Aschoff nodule and Anitschkow cell

• Chronic rheumatic heart disease is characterized by repeated inflammation with fibrinous resolution.
• The cardinal anatomic changes of the valve include leaflet thickening, commissural fusion and shortening and thickening of the tendinous cords.
• Rheumatic heart disease is the most serious complication of rheumatic fever.

• Most common lesion is mitral stenosis.
• Aortic valve second most frequently involved.

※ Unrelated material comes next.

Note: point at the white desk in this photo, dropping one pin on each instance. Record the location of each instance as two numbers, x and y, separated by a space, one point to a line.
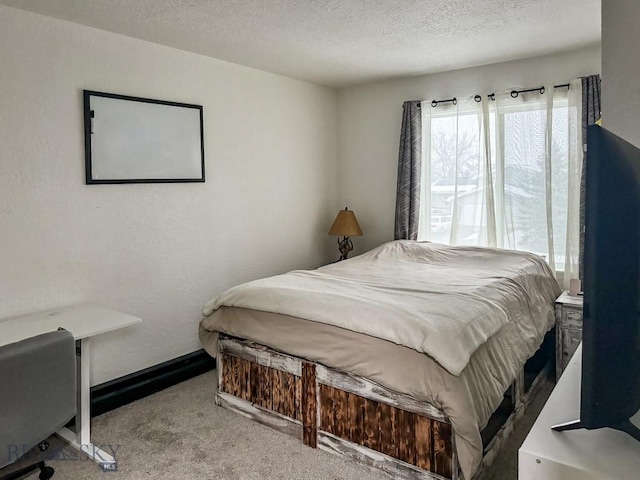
84 322
603 454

Morphology in Chronic rheumatic heart disease:
• Characterized by organisation of the acute inflammation & subsequent fibrosis.
• The valvular leaflets become thickened & retracted,causing permanent deformity.
• MV,TV leaflet thickening,commisural fusion & shortening,thickening & fusion of tendinous chords.
• Micro: Diffuse fibrosis, neovascularization of the originally avascular valve leaflet.